Polaroid photography is one of those pieces of analog life that Gen Z has decided to embrace, despite the fact that it wasn’t very good. As with wired headphones, the technology was impressive when it debuted, but unlike vinyl records, there are more drawbacks than benefits. Important to remember, too, is that when your favorite artists were using Polaroids, they were doing so because they found the medium to be futuristic. Andy Warhol would go around parties with his Big Shot, and Diaries has a woman in 1980 asking him, “When are you going to Xerox me, darling?”
“Lucas Samaras: Sitting, Standing, Walking, Looking” at the Art Institute of Chicago makes the case for Samaras (1936-2024) as one of the most inventive of Polaroid’s artistic converts. Drawn largely from the museum’s own collection, supplemented with recent gifts from the Samaras estate, the show assembles more than 40 works, with photographs displayed alongside select sculptures, paintings and drawings. It also covers the arc from his earliest AutoPolaroids of 1969-70 through to the enormous Sitting tableaux of the late 1970s and his sliced-up Panoramas of the mid-1980s.
A standout piece from the show is Samaras’s grid of AutoPolaroids (1969/70). These precede Cindy Sherman’s Untitled Film Stills (1977) by a good margin and are seen as an influence, sharing their playful exploration of identity as the artist dons wigs, makeup, expressions and props to conjure a host of diverse characters in black and white. But the Polaroid offers a different flavor from Film Stills. Those were deeply concerned with photography, supposedly shot by people like Richard Prince and Robert Longo, and featuring Hollywood-style set design and framing. Samaras’s are more about that feeling of going insane in your apartment alone.

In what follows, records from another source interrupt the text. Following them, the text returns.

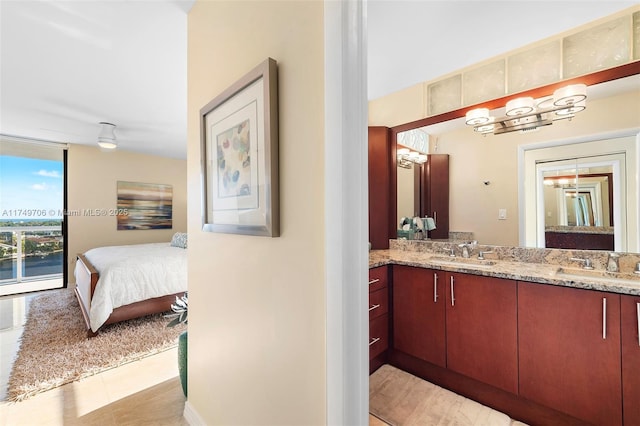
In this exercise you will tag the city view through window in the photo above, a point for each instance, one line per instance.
(31, 213)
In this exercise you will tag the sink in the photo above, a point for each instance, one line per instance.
(577, 274)
(462, 261)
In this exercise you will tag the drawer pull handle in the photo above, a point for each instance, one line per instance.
(453, 299)
(638, 316)
(604, 318)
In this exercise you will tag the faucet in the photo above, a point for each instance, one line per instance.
(586, 262)
(482, 253)
(613, 263)
(467, 248)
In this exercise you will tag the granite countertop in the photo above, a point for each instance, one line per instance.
(543, 273)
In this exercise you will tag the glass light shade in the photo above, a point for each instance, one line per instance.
(544, 103)
(572, 108)
(477, 116)
(107, 137)
(485, 128)
(519, 106)
(570, 95)
(107, 144)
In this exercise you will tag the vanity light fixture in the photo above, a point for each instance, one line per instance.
(407, 157)
(528, 114)
(107, 137)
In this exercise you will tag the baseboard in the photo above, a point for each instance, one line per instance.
(191, 415)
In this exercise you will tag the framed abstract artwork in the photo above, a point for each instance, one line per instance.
(144, 206)
(239, 141)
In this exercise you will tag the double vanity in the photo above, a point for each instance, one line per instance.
(530, 332)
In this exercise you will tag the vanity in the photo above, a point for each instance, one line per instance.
(529, 332)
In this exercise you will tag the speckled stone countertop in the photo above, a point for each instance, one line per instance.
(545, 266)
(608, 230)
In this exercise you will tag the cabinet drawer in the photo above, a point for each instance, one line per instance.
(378, 335)
(378, 303)
(378, 278)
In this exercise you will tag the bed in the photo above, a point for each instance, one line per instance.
(117, 283)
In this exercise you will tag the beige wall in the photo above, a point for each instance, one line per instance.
(257, 304)
(475, 158)
(92, 184)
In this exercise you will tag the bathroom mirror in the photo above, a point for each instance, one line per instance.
(498, 160)
(577, 204)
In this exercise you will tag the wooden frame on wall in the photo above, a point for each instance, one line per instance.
(239, 142)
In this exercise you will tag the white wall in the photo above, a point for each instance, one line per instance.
(257, 305)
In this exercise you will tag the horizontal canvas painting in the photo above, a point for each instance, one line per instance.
(144, 206)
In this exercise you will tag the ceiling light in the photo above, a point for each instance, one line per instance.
(477, 116)
(570, 95)
(526, 114)
(519, 106)
(107, 137)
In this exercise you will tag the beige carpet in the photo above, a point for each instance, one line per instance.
(55, 350)
(399, 399)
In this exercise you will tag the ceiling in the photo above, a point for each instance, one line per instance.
(65, 66)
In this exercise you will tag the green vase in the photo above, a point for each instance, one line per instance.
(182, 361)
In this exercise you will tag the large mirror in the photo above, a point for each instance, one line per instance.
(489, 174)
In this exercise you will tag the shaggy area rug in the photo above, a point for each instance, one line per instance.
(399, 398)
(55, 350)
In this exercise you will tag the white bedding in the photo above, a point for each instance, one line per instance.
(134, 273)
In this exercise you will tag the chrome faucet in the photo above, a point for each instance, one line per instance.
(613, 263)
(586, 262)
(482, 253)
(467, 248)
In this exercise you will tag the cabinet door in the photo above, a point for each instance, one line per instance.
(630, 315)
(481, 316)
(435, 193)
(381, 188)
(418, 313)
(569, 351)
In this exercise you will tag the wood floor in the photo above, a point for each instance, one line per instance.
(147, 391)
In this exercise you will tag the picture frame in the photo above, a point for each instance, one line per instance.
(239, 143)
(144, 206)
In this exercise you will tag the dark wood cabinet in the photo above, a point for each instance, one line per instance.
(630, 321)
(419, 313)
(569, 351)
(481, 318)
(434, 193)
(381, 188)
(378, 316)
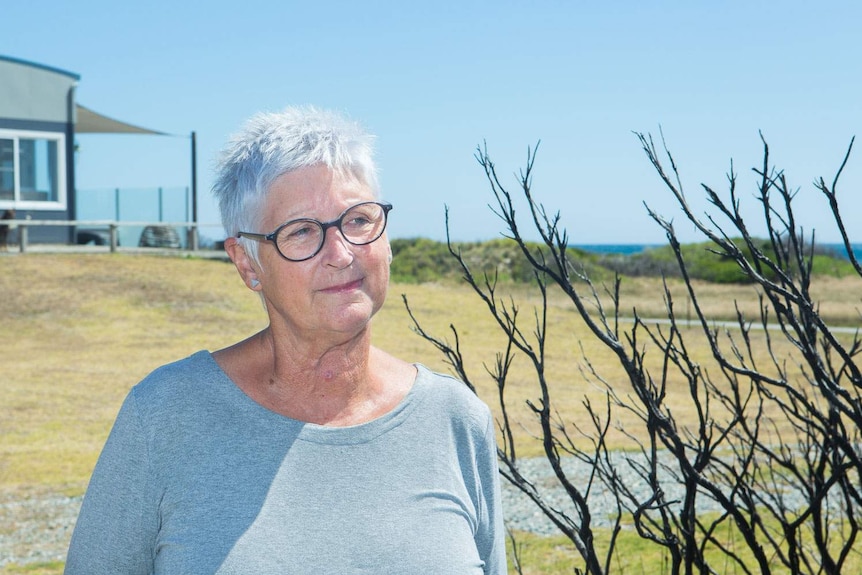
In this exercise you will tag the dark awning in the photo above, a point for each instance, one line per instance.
(90, 122)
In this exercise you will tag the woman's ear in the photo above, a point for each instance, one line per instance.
(244, 264)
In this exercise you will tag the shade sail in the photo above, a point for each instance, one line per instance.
(90, 122)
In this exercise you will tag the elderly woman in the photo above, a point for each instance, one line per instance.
(302, 449)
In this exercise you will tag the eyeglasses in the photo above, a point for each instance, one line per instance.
(302, 239)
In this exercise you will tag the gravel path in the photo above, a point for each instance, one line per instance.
(37, 527)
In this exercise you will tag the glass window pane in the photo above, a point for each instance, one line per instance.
(7, 169)
(38, 165)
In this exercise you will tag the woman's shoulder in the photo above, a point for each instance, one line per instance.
(181, 380)
(452, 395)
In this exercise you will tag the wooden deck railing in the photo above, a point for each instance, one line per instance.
(112, 227)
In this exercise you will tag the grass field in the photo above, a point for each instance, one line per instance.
(78, 330)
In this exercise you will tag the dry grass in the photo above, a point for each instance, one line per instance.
(79, 330)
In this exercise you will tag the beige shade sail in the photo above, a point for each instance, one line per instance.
(90, 122)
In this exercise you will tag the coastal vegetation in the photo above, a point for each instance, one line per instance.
(744, 435)
(80, 329)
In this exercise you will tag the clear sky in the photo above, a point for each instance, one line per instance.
(435, 79)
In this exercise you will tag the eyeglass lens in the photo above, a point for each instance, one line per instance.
(302, 239)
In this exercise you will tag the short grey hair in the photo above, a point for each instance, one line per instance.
(273, 143)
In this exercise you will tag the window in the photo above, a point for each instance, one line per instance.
(32, 170)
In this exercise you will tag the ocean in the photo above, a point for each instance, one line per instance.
(629, 249)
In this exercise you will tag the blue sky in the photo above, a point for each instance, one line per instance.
(435, 79)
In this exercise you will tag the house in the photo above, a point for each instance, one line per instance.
(39, 118)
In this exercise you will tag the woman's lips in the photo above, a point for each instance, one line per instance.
(345, 287)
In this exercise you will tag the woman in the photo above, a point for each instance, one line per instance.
(302, 449)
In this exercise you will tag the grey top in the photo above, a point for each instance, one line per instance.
(196, 477)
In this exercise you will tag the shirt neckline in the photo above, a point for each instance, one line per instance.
(317, 433)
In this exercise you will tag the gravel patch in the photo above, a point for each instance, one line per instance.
(37, 527)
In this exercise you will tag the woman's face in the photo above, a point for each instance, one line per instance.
(339, 289)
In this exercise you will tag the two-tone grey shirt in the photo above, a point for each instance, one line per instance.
(198, 478)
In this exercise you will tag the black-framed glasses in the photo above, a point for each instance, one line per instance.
(302, 239)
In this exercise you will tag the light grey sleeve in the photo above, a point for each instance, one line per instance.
(116, 528)
(490, 536)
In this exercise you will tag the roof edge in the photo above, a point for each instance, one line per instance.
(72, 75)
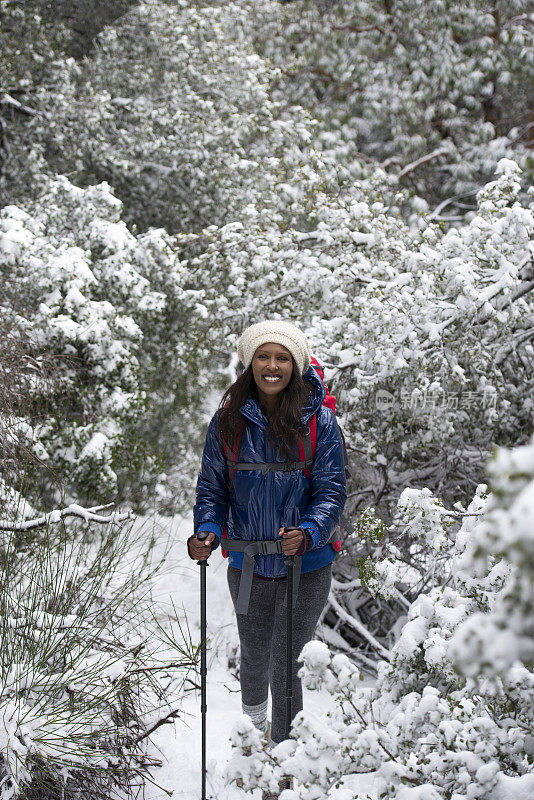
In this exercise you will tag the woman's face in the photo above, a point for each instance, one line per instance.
(272, 367)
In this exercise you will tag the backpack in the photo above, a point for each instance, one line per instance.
(307, 447)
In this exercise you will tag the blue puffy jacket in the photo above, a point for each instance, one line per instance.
(259, 505)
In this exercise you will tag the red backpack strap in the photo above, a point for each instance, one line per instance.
(308, 443)
(330, 400)
(235, 452)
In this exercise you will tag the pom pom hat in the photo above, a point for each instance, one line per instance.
(279, 332)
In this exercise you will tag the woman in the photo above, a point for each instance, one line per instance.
(261, 420)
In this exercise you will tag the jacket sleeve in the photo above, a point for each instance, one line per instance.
(212, 497)
(327, 482)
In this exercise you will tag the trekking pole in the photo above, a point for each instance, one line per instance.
(289, 562)
(202, 536)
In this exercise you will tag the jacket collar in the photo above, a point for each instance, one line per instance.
(251, 408)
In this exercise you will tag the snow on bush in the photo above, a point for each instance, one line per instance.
(436, 324)
(110, 309)
(451, 715)
(175, 109)
(83, 676)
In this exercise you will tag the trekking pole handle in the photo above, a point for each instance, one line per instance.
(290, 560)
(202, 536)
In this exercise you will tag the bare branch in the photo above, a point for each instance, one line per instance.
(7, 100)
(420, 161)
(358, 626)
(74, 510)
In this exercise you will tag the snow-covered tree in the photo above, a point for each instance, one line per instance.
(175, 110)
(426, 334)
(87, 673)
(436, 92)
(451, 713)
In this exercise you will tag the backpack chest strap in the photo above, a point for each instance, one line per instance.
(250, 550)
(278, 466)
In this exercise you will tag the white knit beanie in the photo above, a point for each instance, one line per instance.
(279, 332)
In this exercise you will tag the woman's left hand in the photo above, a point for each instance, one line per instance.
(292, 540)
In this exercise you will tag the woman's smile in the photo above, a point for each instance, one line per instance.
(272, 367)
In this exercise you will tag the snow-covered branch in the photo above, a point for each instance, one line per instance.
(73, 510)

Like the AutoPolaroids, his Photo-Transformation 11/6/73 (1973) emphasized the strengths of the medium. Here, Samaras manipulates the 20 layers in a piece of Polaroid film with his fingers or a stylus in a performance that yields something intense, damaged and surreal in the perfect way.

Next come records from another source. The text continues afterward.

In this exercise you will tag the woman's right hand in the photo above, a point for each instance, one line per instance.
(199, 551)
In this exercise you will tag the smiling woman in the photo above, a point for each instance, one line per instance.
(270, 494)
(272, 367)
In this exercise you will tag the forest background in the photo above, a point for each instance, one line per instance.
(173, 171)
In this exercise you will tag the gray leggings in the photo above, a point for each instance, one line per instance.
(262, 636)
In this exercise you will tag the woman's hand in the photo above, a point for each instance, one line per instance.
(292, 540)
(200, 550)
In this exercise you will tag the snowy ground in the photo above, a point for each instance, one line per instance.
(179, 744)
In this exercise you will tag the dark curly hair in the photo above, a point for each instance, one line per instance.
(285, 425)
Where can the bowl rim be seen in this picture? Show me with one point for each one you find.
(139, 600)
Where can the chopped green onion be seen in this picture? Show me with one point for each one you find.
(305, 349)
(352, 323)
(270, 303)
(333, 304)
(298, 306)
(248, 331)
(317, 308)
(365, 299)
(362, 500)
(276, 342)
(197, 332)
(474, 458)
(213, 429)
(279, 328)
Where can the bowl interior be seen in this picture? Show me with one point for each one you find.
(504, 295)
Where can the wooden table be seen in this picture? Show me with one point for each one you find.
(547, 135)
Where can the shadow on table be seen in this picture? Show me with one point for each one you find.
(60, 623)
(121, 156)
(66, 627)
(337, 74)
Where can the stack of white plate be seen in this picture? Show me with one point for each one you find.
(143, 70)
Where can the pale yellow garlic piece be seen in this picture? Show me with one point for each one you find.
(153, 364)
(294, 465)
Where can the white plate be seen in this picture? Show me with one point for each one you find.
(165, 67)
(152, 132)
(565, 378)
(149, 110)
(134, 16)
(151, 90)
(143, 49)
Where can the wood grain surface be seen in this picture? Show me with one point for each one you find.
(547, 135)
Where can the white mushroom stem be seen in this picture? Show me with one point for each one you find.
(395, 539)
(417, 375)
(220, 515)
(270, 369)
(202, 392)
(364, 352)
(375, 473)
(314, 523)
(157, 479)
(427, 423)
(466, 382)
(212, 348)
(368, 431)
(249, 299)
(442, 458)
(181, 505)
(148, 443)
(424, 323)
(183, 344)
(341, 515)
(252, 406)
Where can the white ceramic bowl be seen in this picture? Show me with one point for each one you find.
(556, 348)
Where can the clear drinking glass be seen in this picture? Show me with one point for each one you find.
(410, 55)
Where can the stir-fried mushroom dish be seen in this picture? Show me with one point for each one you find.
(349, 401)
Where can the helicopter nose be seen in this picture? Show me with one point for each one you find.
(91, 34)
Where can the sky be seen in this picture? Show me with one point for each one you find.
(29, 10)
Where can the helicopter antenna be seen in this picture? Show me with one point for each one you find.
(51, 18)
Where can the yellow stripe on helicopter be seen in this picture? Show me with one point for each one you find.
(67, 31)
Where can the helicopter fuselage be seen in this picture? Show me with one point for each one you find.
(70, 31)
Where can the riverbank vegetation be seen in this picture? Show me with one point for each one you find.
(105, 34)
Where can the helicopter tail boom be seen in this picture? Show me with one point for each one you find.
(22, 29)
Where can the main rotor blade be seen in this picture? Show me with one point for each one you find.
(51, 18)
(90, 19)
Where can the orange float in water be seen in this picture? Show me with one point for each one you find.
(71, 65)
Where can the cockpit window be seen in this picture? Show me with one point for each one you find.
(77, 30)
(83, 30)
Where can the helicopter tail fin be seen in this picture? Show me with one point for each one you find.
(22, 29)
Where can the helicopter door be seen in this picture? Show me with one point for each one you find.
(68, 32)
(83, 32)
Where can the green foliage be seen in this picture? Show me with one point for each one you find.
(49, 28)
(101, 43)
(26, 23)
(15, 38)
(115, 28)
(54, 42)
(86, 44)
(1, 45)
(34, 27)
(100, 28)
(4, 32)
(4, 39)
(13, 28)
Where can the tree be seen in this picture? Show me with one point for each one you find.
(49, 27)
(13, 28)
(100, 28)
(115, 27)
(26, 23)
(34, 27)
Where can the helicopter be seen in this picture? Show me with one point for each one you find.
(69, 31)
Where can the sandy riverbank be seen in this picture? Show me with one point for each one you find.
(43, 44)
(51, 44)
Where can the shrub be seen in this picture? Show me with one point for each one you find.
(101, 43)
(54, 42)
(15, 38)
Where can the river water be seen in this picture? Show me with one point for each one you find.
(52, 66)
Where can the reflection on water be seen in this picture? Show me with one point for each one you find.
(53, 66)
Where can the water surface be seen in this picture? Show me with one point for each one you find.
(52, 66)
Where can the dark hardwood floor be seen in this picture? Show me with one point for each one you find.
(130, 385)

But New Yorkers are interested in real estate as much as we are in transcendence. In Still Life (1978), the artist captures the cluttered kitchen table in his studio. Paint brushes mingle with Café Bustelo, plants and a planning shot for the finished photograph we now regard. This piece emerged following Polaroid’s invitation to test a new 8×10 camera. This larger format meant he couldn’t manipulate the emulsion the way he did with the SX-70 prints, so Samaras had to make the transformation happen in front of the camera rather than on the print. The result is a disembodied head that seems to be growling, a ferocious piece of clutter among all the others that vie for your attention. No wonder Peter Schjeldahl called him the “artist laureate of narcissism.”
“Lucas Samaras: Sitting, Standing, Walking, Looking” is on view at the Art Institute of Chicago through July 20, 2026.